Exercise does for me what no pill can do. I just have to make myself stay with it. It's great--no bad side effects like medications, sleep better, cope better with stress.


----------



## sadone (Dec 17, 2003)

but how do you work yourself up to doing it??


----------



## Tiss (Aug 22, 2000)

I put on my running clothes, and my favorite hat which sort of gets me in the mood. I'll usually go out and run at some point during the day or early eve and once i get going, I love it and i always feel great once I'm finished. It is hard sometimes though. Just keep at it, one day at a time. If I miss a day or two, just get back at it when I can. I've set a goal to run a 1/2 marathon in Sept so that has given me a goal.


----------



## sadone (Dec 17, 2003)

see, my problem is my discomfort being out and around people--unless i'm with others--but i can't get anyone to come exercise with me


----------



## charmedimsure (Apr 14, 2004)

I go to the gym after work. I bring my clothes with me and change at work before leaving. Then I go straight to the gym and make myself work out. I often don't want to but force myself to do it because it is necessary. It is really cool too because the gym that I go to has televisions and you can watch whatever you want. I get though it by watching Star Trek and General Hospital. It keeps me focused. And there are people around which is nice. The exercise is really helpful.


----------



## Tiss (Aug 22, 2000)

I usually run by myself but I prefer that.


----------



## dlt647 (Jul 30, 2003)

Minimum, I understand what you are talking about. I, too, tend to be very shy and disliked going to the gym by myself. Our neighborhood has a fitness center, but if there were too many people there, I would leave.

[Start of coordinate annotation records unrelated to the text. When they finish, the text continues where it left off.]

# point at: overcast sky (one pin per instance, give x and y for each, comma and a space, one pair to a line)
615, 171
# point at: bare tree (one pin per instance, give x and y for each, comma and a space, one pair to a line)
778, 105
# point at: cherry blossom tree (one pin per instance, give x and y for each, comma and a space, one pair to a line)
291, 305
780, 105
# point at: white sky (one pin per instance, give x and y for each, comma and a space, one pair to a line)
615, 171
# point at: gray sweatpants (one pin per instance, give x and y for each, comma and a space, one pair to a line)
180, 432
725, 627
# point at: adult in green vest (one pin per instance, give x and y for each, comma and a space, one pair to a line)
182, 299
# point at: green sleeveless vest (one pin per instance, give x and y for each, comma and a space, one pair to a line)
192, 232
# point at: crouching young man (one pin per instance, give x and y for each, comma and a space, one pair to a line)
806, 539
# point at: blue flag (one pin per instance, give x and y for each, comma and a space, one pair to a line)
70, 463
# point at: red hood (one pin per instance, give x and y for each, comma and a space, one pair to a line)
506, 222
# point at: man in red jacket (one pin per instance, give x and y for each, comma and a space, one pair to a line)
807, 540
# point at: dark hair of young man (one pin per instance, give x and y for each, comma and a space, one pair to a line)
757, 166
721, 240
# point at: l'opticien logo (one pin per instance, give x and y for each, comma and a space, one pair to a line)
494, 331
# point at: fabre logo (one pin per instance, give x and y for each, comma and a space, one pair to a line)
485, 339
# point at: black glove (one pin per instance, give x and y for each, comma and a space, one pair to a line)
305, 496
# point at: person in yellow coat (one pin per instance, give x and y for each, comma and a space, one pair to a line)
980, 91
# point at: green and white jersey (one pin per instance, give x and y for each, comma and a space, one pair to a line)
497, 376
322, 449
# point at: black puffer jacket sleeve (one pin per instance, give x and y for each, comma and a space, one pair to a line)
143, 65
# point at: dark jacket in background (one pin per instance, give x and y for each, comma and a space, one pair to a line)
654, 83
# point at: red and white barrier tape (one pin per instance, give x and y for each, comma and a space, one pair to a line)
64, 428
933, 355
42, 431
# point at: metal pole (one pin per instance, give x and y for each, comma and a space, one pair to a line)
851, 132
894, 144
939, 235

My answer was to buy my own reconditioned EFX machine for our basement. I get up in the morning almost every day to use it. For me, it solved that problem. The problem is that those machines aren't cheap, and it'll probably take some time to pay it off, but for me it has been worth every penny (and my husband is enjoying the better mood and how much better I am looking







).


----------



## Emmab2003 (Apr 22, 2004)

Do you think using a treadmill will help?I dont like walking around the neighborhood by myself, and half the time my hubby refuses to go with me.............Btw, dlt647, if you want a great book on Wheat/gluten free, try looking up Danna Korn. She has emailed me (Celiac runs in my family, though I am not there yet) and she has the most fun, positive outlook on the GF diet!


----------



## dlt647 (Jul 30, 2003)

Emmab2003, I absolutely think a treadmill will help. That is what I started out on. You can change the inclines and speeds to get different workouts. Thanks for the info on wheat/gluten free. I have no idea if celiac runs in my family or even if I have it. All I know is that the gluten/wheat free diet has reduced my IBS symptoms to only a minimum (sometimes slight gas pains and bowels sounds - but no pain, bloating or constipation). I know that I have become allergic to dairy and I am so sensitive to other things. I figured what have I got to lose. It can either help or not help. Luckily it helped.


----------



## Emmab2003 (Apr 22, 2004)

You're welcome.I like that lady's book and atitude because she makes wheat free fun.And lots of folks apparently have trouble with wheat and gluten, Celiac or not.Best wishes.


----------



## sadone (Dec 17, 2003)

i'm wondering how much a punching bag would cost...any idea?


----------



## Tiss (Aug 22, 2000)

My YMCA gives a class on bag punching and I'm thinking about taking it. The teacher said people need to be properly trained on how to punch because you can get rotator cuff and shoulder and elbow problems.


----------



## Tiss (Aug 22, 2000)

Oh, I have no idea how much a bag would cost.


----------



## Charbeaner (Jun 2, 2003)

I use a treadmill every morning before work 5 days a week. I am on it by 6:00 a.m. and go 30 minutes. I either watch the news or a movie to pass the time and I really feel it helps. I sleep and feel alot better. I do know, tho, if I don't do it first thing in the a.m. I won't do it. I am always to tired after work or going somewhere. It was not easy to get into the habit, but it pays off. My dad is 87 and still does the treadmill nearly every day. He drives all over and is completely self-sufficient. My parents really benefited by exercise and I feel it really helps this IBS problem. It was awful getting started, but now I would never stop.


----------



## editor (Jun 20, 2004)

There definitely is a link between exercise and stress/anxiety: do some form of physical activity and it will make you feel better - even if it's vigorous gardening or housecleaning.I'd love to start walking again, perhaps even take up running, but I have a question: how do you manage to go walking / running with IBS-D?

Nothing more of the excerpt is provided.